10. The action of the officer on the ground urged seems to be in complete variance with the higher echelons of administration of the tax administration being an assessee friendly regime. In fact, the CBDT has itself issued Instruction No.7/2012, dated 1st August, 2002 wherein they have specifically directed the officers of the Revenue to process all returns in which refunds are payable expeditiously. Similarly, as late as in 2014 in the Citizen's Charter issued by the Income Tax Department in its vision statement states that the Department aspires to issue refunds along with interest under Section 143(1) of the Act within 6 months from date of electronically filing the returns. In this case, the return was filed on 29th November, 2015, yet there is no reason why the Assessing Officer has not processed the refund and taken a decision to grant or not grant a refund under Section 143(1D) of the Act. This attitude on the part of the Assessing Officer leaves us with a feeling (not based on any evidence) that the Officers of the Revenue seem to believe that it is not enough for the assessee to please the deity (Income Tax Act) but the assessee must also please the priest (Income Tax Officer) before getting what is due to him under the Act. The officers of the State must ensure that their conduct does not give rise to the above feeling even remotely.

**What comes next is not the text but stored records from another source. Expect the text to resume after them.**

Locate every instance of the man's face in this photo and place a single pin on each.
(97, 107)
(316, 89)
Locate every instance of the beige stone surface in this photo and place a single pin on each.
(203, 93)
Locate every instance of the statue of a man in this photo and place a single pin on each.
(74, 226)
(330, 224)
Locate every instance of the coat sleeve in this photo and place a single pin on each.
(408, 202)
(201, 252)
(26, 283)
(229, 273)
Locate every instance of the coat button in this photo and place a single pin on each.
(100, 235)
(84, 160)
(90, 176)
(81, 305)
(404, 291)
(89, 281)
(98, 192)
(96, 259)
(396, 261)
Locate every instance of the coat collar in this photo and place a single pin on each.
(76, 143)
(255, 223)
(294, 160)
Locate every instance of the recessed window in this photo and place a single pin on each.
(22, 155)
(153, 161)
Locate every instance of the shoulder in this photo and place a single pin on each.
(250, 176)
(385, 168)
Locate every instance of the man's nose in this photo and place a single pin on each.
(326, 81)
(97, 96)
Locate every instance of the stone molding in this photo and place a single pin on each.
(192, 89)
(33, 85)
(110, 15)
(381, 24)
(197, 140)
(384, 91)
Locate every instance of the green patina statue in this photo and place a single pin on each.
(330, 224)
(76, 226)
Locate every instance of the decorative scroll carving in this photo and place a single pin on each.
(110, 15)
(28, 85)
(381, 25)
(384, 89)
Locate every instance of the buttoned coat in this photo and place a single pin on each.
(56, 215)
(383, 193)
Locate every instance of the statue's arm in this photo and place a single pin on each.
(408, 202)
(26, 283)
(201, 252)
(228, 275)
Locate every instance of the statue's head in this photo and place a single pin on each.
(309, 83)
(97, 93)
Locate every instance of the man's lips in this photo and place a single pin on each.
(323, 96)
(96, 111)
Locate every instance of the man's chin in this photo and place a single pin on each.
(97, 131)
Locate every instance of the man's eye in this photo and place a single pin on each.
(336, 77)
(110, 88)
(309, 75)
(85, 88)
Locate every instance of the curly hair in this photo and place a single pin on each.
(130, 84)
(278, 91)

11. Lastly, we must for the benefit of the Revenue reiterate that our powers under Article 226 of the Constitution are very wide for the purpose of doing justice. The powers of a Court under Article 226 of the Constitution of India are not limited only to prerogative writs but also to issue any direction or order for doing justice. Therefore, Article 226(1) of the Constitution empowers the Court to issue directions, orders or writs, including writs in the nature of habeas corpus, mandamus, certiorari or any of them. Therefore, in view of the conduct of the Assessing Officer, we are compelled to direct the Assessing Officer to consider and process the petitioner's representation dated 12th August, 2016 and dispose of the same as expeditiously as possible within a period of 8 weeks from today.
12. The Petition is allowed in above terms. No order as to costs.